Hospitals appear to be losing the battle against drug-resistant bacteria, according to a new federal report on resistance to an antibiotic that is used when other drugs fail.
In recent years, bacteria have become increasingly resistant to drugs such as penicillin, erythromycin, vancomycin and tetracycline that once were physician's main weapons against infection.
Experts blame the problem on the overuse of antibiotics, which kill off the weakest bacteria and leave the strongest to become more powerful.
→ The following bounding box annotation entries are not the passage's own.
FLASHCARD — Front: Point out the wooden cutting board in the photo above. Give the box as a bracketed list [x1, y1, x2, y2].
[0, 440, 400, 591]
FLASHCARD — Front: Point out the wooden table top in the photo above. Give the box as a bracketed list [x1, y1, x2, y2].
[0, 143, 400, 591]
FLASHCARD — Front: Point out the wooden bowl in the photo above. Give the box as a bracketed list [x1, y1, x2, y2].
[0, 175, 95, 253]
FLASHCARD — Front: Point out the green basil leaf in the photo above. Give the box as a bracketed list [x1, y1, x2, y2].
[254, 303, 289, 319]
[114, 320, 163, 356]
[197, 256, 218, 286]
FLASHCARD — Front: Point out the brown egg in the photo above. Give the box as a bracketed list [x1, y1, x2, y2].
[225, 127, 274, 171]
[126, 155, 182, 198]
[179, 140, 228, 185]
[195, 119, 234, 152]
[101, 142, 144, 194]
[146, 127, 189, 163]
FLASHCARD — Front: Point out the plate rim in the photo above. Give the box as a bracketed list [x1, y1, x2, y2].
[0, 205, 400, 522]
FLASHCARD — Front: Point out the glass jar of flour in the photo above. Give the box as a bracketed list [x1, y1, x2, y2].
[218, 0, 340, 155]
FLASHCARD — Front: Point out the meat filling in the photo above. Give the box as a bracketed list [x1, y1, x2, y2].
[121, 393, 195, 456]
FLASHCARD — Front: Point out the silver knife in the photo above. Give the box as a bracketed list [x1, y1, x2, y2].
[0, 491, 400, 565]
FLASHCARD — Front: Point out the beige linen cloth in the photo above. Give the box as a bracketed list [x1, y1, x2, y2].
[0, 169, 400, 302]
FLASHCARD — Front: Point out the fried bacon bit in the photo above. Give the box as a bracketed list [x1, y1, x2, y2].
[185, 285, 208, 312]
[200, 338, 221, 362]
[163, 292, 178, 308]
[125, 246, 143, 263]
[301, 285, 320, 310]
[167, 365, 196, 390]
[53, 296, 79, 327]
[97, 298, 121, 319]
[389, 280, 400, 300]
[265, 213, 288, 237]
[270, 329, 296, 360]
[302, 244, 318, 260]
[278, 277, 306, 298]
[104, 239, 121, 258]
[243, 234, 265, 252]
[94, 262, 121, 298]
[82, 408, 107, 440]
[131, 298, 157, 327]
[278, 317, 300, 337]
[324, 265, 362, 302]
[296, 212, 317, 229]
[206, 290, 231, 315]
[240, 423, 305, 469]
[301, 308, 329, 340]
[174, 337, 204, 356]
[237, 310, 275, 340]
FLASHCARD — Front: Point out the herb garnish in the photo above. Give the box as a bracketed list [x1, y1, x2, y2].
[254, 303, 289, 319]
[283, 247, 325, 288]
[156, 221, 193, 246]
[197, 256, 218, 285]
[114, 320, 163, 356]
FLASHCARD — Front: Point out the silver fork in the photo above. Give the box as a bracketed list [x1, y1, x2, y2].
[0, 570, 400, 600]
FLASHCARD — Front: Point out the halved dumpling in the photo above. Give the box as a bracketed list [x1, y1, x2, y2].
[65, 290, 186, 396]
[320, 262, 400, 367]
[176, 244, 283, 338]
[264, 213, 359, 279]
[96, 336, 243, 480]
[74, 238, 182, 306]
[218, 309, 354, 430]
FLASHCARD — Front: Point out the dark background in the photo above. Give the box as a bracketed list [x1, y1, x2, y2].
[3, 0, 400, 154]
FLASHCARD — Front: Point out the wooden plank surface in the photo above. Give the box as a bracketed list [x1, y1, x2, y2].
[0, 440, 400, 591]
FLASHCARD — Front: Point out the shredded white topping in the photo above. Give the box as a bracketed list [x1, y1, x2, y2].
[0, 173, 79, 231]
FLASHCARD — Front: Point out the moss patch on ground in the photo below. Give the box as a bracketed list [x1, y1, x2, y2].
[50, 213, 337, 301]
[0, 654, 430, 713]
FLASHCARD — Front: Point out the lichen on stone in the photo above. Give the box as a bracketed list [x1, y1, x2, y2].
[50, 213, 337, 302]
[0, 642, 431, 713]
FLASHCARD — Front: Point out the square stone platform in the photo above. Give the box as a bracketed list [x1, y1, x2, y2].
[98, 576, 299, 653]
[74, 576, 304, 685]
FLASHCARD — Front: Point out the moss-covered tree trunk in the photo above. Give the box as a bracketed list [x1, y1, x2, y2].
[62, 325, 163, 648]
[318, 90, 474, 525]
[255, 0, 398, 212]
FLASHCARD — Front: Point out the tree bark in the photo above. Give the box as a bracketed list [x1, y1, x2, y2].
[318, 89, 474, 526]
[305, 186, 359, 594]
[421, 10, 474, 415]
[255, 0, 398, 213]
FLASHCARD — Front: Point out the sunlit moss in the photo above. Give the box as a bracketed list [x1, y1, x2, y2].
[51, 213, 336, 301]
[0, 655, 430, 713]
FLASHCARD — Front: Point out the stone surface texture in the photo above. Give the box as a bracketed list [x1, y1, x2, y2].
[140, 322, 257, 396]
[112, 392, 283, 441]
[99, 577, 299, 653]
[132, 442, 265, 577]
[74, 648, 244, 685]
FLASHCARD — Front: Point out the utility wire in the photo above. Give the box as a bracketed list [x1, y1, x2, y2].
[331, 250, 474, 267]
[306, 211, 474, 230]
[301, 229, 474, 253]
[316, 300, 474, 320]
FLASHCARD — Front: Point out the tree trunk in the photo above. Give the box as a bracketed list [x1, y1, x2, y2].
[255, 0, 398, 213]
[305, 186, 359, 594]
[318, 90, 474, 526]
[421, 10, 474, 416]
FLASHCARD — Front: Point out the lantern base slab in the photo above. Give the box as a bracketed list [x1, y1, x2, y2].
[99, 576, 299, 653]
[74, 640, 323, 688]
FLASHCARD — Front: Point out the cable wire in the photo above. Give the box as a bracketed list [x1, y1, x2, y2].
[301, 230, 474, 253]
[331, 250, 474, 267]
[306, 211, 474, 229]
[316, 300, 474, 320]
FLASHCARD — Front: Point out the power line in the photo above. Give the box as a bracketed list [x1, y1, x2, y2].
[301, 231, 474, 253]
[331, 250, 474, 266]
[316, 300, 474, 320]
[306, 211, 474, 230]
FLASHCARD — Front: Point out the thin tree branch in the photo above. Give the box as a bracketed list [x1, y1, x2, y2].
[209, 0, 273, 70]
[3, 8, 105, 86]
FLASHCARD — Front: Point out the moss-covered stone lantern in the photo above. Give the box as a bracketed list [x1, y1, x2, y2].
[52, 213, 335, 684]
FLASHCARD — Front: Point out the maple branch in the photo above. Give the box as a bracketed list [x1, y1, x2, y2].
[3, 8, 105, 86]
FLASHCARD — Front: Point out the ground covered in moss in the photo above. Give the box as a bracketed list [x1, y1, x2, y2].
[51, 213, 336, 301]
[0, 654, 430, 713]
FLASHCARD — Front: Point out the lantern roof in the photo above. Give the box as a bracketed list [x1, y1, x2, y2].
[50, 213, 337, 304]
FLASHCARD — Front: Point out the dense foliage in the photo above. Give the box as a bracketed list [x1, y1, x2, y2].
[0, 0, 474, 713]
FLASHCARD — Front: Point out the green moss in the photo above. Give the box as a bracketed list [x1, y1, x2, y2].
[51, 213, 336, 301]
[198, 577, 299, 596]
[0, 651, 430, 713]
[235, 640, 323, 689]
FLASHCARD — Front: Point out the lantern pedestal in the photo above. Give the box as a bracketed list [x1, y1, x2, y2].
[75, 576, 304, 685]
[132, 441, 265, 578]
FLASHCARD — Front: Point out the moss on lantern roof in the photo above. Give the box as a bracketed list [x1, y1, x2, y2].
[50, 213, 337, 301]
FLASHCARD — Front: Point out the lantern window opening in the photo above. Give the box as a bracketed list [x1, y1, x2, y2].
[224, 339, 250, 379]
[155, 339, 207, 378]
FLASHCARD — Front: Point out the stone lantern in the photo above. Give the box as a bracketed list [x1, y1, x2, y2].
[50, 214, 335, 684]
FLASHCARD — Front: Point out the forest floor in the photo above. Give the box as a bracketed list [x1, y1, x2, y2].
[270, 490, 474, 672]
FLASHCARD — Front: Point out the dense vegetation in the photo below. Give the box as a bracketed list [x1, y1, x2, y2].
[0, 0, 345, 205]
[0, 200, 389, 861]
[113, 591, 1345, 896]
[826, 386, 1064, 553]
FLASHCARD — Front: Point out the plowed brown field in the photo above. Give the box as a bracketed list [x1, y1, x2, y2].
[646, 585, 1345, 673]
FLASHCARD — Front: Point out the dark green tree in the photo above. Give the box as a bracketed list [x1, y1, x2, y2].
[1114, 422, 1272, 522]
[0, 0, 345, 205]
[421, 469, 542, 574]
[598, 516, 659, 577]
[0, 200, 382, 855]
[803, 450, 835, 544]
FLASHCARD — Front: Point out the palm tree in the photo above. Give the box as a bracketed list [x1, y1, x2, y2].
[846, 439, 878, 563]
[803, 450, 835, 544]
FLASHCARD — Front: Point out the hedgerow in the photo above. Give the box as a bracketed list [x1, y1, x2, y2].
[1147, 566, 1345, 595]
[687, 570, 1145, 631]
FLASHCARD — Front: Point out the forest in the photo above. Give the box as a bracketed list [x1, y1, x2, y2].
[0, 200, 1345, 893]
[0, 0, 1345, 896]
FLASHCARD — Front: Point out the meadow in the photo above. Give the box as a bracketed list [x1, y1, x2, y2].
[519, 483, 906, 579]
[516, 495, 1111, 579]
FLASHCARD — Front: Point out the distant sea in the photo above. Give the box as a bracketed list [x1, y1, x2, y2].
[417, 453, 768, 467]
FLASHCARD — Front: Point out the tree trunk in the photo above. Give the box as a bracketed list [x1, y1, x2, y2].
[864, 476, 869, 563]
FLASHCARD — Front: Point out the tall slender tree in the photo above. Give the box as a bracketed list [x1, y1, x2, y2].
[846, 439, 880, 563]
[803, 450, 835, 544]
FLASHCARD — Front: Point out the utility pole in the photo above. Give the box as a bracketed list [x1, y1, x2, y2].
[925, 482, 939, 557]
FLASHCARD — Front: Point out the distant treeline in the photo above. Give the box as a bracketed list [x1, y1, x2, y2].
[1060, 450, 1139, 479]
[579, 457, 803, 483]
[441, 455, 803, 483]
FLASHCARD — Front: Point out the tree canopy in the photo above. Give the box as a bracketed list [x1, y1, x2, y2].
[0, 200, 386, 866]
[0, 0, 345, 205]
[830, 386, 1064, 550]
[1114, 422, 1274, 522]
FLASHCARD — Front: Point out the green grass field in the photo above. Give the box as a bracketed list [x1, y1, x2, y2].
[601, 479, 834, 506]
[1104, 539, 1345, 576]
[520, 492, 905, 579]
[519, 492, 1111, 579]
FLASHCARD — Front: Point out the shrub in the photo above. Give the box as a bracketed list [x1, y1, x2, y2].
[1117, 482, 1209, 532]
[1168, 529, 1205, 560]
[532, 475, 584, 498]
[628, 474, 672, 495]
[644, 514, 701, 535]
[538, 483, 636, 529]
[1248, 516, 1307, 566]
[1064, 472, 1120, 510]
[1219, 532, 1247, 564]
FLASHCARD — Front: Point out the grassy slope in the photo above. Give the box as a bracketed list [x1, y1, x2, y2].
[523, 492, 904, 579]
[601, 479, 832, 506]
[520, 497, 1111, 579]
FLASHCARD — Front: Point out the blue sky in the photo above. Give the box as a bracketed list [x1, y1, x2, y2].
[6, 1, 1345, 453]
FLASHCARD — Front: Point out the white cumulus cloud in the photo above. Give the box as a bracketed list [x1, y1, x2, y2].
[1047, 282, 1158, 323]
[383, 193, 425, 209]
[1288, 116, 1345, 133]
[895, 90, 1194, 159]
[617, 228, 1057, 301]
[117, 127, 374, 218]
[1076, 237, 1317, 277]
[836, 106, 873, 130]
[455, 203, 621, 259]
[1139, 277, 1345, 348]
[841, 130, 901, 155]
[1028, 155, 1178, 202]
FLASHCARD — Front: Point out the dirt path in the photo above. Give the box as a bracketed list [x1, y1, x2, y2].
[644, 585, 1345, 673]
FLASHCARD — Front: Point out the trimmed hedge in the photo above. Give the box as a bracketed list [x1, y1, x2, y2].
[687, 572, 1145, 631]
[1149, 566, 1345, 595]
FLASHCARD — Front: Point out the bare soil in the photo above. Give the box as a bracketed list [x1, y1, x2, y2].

Many of these drug-resistant bacteria are now common in hospitals, but health officials don't know how widespread the problem is.
A report from the federal Centers for Disease Control and Prevention in Atlanta focused on resistance to vancomycin, which is commonly used as a last resort, in all 95 general hospitals in New Jersey.
The state requires hospitals to report the results of laboratory tests that reveal evidence of resistance to antibiotics.
The number of lab tests finding that the bacteria enterococci resisted vancomycin jumped from 99 in 33 hospitals in 1992 to 278 in 54 hospitals in 1994, the study found.
Because some patients had more than one lab test, the figures don't necessarily equal the number of cases.
By 1994, resistance to vancomycin had spread from 13 to 20 of the 21 counties in New Jersey, according to the CDC.
"It looks like vancomycin-resistant enterococci is an emerging problem in New Jersey.....as national trends indicate generally," said the CDC's Robert Pinner.
"Now we've got bugs that are resistant to it," he said.
Antibiotic-resistant infections among hospital patients began to proliferate in 1990, according to the CDC. The agency monitors reports from 190 hospitals nationwide.
Such efforts to track bacterial resistance are needed to help control and to prevent infections from becoming untreatable, which is the case among some strains of tuberculosis, the CDC said.